Menurut penuturannya, awalnya ia akan merawat ibunya menggunakan jalur pelayanan  BPJS kesehatan yang ia bayar setiap bulannya.

Hanya saja, pada saat ia mengantarkan ibunya ke ruang IGD untuk diperiksa dan mendapat pelayanan awal, ia justru diarahkan ke Poli penyakit dalam.

Parahnya, setelah ia berada di Poli penyakit dalam, justru pihak RSUD Selong belum mau menerima ibunya dengan alasan tidak ada surat rujukan dari puskesmas.

“Dan alasannya harus ada rujukan karena kami pakai BPJS,” sesalnya.

Merasa ibunya akan sangat sulit mendapat perawatan melalui jalur pelayanan BPJS, ia memutuskan untuk merawat inap ibunya menggunakan jalur umum.

“Tapi tetap saja agak lama, ini kan masalah orang sakit, masa hanya karena kertas rujukan pelayanan harus dihambat, kalau ibu saya kenapa-kenapa gimana,” geramnya.

Pantauan Suara Lombok , pria yang juga mantan Ketua HMI Lotim ini sempat mengamuk karena pelayanan pihak RSUD Selong yang tidak maksimal dan terkesan mengabaikan pasien dengan jalur pelayanan BPJS.

Sementara itu, Direktur RSUD dr.
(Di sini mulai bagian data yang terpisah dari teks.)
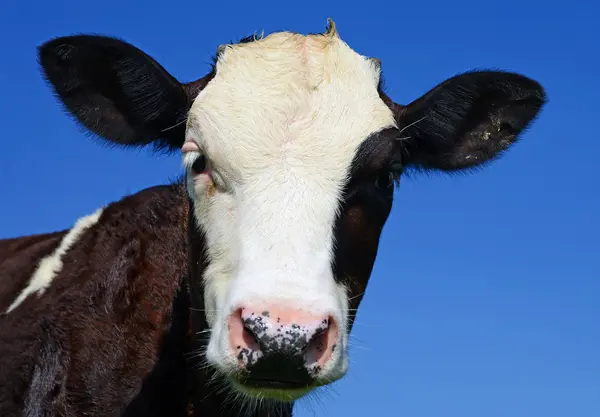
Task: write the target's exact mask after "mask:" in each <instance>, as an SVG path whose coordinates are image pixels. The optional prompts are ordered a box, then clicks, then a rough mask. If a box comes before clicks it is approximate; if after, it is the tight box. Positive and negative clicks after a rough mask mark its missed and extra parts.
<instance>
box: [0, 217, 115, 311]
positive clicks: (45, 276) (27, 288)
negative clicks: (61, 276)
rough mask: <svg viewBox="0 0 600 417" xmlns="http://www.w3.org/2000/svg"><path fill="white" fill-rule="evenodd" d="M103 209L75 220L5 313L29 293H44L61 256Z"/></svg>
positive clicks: (62, 254)
mask: <svg viewBox="0 0 600 417" xmlns="http://www.w3.org/2000/svg"><path fill="white" fill-rule="evenodd" d="M103 210H104V209H103V208H99V209H98V210H96V211H95V212H94V213H93V214H90V215H89V216H85V217H81V218H80V219H79V220H77V222H76V223H75V225H74V226H73V228H72V229H71V230H69V232H68V233H67V234H66V235H65V237H64V238H63V239H62V241H61V242H60V245H58V247H57V248H56V249H55V250H54V252H52V253H51V254H50V255H48V256H46V257H45V258H43V259H42V260H41V261H40V263H39V264H38V267H37V269H36V270H35V272H34V273H33V276H32V277H31V280H30V281H29V285H28V286H27V287H25V289H24V290H23V291H22V292H21V293H20V294H19V296H18V297H17V298H16V299H15V301H13V303H12V304H11V305H10V307H8V310H6V313H10V312H11V311H12V310H14V309H15V308H17V307H18V306H19V305H20V304H21V303H22V302H23V301H24V300H25V299H26V298H27V297H28V296H29V295H31V294H34V293H37V295H42V294H44V292H45V291H46V289H47V288H48V287H49V286H50V284H51V283H52V280H53V279H54V277H56V276H57V275H58V273H59V272H60V271H61V269H62V267H63V263H62V257H63V256H64V255H65V253H67V251H68V250H69V249H70V248H71V247H72V246H73V244H75V242H77V239H79V237H80V236H81V235H82V234H83V232H85V231H86V230H87V229H89V228H90V227H91V226H93V225H94V224H96V223H97V222H98V219H99V218H100V215H101V214H102V211H103Z"/></svg>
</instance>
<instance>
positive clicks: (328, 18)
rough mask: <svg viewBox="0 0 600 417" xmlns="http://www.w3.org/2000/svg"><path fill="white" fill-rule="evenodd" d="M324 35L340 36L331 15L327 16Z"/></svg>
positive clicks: (336, 37)
mask: <svg viewBox="0 0 600 417" xmlns="http://www.w3.org/2000/svg"><path fill="white" fill-rule="evenodd" d="M324 35H325V36H327V37H329V38H339V37H340V35H339V33H338V31H337V28H336V26H335V22H334V21H333V19H332V18H331V17H328V18H327V27H326V29H325V33H324Z"/></svg>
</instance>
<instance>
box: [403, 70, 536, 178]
mask: <svg viewBox="0 0 600 417" xmlns="http://www.w3.org/2000/svg"><path fill="white" fill-rule="evenodd" d="M545 103H546V93H545V91H544V89H543V88H542V86H541V85H540V84H539V83H537V82H536V81H534V80H532V79H530V78H527V77H524V76H522V75H519V74H514V73H508V72H499V71H475V72H469V73H465V74H461V75H457V76H455V77H452V78H450V79H448V80H446V81H445V82H443V83H441V84H439V85H438V86H437V87H435V88H433V89H432V90H430V91H429V92H427V93H426V94H424V95H423V96H422V97H421V98H419V99H417V100H415V101H413V102H412V103H410V104H409V105H407V106H401V105H396V104H394V105H393V110H394V111H395V114H396V120H397V123H398V127H399V128H400V129H401V130H402V133H401V135H400V140H401V143H402V145H403V150H404V153H405V165H406V166H408V167H414V168H418V169H437V170H442V171H455V170H461V169H465V168H469V167H474V166H477V165H480V164H482V163H484V162H486V161H489V160H492V159H494V158H495V157H497V156H498V155H499V154H501V153H502V151H504V150H506V149H507V148H509V147H510V146H511V145H512V144H513V143H514V142H515V141H516V140H517V139H518V137H519V135H520V134H521V133H522V132H523V131H524V130H525V129H526V128H527V127H528V126H529V125H530V123H531V122H532V121H533V120H534V119H535V117H536V116H537V115H538V113H539V111H540V109H541V108H542V106H543V105H544V104H545Z"/></svg>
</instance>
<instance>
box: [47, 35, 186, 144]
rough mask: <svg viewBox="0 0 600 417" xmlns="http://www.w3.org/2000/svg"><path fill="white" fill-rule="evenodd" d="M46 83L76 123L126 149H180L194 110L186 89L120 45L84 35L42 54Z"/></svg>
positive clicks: (50, 48) (47, 51)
R.Soejono Selong, dr. Karsito saat dikonfirmasi mengaku telah menerima laporan terkait adanya keluarga pasien yang komplain dengan pelayanan.

Hanya saja, ia berdalih jika hal itu terjadi hanya karena miss komunikasi antara pihak RSUD dengan keluarga pasien.

“Aturannya kalau pasien BPJS memang harus dapatkan rujukan dari puskesmas dulu baru bisa kami layani,” jelasnya.

Terkait aksi keluarga pasien yang mengamuk karena persoalan ini, Karsito malah mengatakan jika pasien yang dilayani bukan hanya satu, melainkan ratusan setiap hari.

Sehingga hal itu tidak akan mengganggu pihaknya untuk memberi pelayanan kepada pasien lainnya.

“Keluarga pasien sudah dijelaskan oleh petugas, tapi tidak terima sehingga terjadi insiden dengan petugas kami,” ungkapnya. (07)

Tidak ada komentar

Diberdayakan oleh Blogger.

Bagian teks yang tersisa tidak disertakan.